“We always overestimate the change that will occur in the next two years and underestimate the change that will occur in the next 10. Don’t let yourself be lulled into inaction.” — Bill Gates
I think about this statement from one of our industry titans often in
the course of my work, and I am starting to think it might need updating. This
struck me hard listening to EY blockchain lead Paul Brody give a quick flyover
of EY’s blockchain activities during the EY Global Analyst Summit held in
Boston April 10-11. The event was very much a teaser for the upcoming EY Global
Blockchain Summit.
General ledger history and blockchain as record keeping 2.0
Blockchain is a distributed ledger. It is a multienterprise business
ledger and an evolution of the general ledger that has underpinned independent
business record keeping for centuries. I consider the rate and pace of change
and Gates’ quote above in that context when comparing general ledger adoption
to blockchain adoption. Here are my log length — or rough cut — guidelines for
calibrating the time it took for ubiquitous adoption of general ledger
accounting, all sourced one evening for my idle curiosity on Wikipedia and
Investopedia.
Luca Pacioli gets credit for creating the concept of double-entry
bookkeeping in 1494 in Italy. As one would expect on Wikipedia, there’s debate
about the timing, with some saying it was earlier. Log length the date to 1500.

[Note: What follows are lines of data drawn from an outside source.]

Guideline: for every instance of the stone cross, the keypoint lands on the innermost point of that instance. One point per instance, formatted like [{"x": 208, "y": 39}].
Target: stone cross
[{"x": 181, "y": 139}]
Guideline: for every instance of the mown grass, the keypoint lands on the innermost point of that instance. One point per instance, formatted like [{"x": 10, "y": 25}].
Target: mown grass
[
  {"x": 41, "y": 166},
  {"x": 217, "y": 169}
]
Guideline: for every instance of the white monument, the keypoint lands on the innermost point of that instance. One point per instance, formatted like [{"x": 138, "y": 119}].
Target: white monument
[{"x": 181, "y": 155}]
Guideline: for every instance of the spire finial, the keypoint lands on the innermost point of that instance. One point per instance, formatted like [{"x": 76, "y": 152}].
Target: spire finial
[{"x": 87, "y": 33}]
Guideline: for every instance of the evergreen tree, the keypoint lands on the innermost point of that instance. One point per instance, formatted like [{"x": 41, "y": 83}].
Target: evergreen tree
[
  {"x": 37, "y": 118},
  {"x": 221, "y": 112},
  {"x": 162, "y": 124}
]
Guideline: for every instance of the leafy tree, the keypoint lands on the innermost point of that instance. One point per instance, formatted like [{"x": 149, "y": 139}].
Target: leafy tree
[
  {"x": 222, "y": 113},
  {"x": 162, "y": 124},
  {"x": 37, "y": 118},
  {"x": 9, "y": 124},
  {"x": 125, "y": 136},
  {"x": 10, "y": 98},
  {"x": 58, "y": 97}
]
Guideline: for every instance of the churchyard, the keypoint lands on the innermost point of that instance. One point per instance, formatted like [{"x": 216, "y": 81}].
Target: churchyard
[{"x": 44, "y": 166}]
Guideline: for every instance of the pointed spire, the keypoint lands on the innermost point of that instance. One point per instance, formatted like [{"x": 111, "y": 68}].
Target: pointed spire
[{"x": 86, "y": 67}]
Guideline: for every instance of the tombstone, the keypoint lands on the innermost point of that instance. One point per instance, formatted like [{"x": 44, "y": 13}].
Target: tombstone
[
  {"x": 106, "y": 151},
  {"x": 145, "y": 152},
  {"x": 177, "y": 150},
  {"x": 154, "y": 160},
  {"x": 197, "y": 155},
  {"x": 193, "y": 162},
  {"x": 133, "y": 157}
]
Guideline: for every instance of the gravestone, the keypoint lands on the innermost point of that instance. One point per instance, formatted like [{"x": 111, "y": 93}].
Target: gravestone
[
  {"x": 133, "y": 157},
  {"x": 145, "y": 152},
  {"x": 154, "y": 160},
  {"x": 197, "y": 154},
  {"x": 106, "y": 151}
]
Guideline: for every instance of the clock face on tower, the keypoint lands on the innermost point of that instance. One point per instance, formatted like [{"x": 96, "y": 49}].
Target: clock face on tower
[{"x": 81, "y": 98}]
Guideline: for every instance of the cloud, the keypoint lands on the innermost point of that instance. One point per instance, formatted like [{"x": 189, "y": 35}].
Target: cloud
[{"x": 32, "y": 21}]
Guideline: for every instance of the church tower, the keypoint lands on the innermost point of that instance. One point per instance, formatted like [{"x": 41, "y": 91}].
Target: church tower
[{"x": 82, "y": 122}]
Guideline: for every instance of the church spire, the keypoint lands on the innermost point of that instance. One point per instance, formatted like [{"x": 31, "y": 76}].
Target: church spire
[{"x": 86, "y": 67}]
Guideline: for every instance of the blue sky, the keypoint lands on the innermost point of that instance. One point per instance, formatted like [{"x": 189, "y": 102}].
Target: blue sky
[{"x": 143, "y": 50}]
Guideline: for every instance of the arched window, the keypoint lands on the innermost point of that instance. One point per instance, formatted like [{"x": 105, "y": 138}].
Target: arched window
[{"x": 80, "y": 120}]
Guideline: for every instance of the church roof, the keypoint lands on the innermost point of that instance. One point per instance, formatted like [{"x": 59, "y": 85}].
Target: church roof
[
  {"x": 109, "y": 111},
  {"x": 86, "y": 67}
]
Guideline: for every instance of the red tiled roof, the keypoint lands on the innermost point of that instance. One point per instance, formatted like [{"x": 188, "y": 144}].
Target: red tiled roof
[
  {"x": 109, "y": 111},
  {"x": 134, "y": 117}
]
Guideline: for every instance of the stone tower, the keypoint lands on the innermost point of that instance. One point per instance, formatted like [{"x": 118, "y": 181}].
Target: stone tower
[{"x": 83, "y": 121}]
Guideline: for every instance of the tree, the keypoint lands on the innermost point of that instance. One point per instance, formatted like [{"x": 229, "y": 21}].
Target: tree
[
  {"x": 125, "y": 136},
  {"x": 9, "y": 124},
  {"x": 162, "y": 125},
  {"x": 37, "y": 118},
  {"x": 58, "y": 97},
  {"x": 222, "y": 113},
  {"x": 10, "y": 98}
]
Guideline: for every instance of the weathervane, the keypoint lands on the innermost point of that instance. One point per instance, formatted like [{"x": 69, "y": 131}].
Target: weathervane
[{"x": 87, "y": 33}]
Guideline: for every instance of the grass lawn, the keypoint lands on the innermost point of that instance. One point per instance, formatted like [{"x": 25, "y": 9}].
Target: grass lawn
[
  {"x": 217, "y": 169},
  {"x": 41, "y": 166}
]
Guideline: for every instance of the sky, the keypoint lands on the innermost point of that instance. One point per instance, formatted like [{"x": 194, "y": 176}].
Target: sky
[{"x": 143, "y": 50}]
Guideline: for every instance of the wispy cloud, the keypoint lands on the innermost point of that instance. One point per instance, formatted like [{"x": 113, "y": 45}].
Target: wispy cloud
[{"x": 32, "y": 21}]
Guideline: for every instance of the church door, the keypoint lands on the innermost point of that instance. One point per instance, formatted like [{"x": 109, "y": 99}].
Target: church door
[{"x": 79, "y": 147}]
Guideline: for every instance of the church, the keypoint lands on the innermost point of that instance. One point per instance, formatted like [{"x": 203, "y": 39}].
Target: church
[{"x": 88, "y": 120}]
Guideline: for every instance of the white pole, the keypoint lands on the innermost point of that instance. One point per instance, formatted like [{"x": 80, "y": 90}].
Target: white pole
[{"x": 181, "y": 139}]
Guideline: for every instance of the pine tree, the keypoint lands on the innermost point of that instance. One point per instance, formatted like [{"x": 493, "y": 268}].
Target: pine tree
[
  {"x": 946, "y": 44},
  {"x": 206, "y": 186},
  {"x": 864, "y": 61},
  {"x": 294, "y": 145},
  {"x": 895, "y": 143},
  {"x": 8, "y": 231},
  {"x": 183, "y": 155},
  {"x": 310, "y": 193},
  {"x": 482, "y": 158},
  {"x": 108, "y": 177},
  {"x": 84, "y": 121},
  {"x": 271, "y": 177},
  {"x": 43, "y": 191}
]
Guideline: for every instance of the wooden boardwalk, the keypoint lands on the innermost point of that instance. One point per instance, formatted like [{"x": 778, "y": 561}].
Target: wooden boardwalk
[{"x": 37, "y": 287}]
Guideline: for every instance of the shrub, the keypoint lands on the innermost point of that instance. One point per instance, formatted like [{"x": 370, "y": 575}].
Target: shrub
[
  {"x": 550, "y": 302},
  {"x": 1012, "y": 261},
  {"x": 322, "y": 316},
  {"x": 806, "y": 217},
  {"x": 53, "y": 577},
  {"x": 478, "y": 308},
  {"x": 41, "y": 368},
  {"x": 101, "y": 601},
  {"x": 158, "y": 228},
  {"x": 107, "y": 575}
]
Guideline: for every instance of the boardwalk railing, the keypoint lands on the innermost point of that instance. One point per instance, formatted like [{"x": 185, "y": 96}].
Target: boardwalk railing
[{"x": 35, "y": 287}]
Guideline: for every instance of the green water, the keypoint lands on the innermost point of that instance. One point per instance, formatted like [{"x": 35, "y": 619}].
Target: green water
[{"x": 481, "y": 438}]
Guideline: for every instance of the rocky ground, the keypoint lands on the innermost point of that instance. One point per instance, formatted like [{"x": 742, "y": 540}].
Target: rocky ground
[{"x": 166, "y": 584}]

The bigger challenge for me was searching for when general ledger
accounting saw ubiquitous, global adoption. There is much written about public
policy activities in the early 1900s in Brazil, which was not an economic
powerhouse at that time, so one I would consider to be a laggard. In 1914 Brazil’s
legislature sought to move its government to double-entry bookkeeping. However,
that initial move did not really become codified until 1924. Log length that
date to 1900.
In my opinion, based on this casual research, it took roughly 400 years
for the general ledger to reach global adoption as a business and regulatory
best practice. Throughout those 400 years, we had business cycles. We had
disruptions. We had public policy leaders in deliberative bodies reacting to
disruptions.
Are we overestimating or underestimating blockchain?
Blockchain has been around a little more than a decade. IBM has made big splashes with food trust, shipping and finance networks and now talks about the network of networks. In 2018 I attended EY’s global blockchain event and listened to what EY was doing with Microsoft around what is now called the Xbox network. I returned from this and other emerging technology events around quantum and been told to “lay off the caffeine,” that these technologies are years away. I regularly temper my timetable, thinking I am overestimating the two-year horizons and not heeding Gates’ prescient advice from the ‘90s.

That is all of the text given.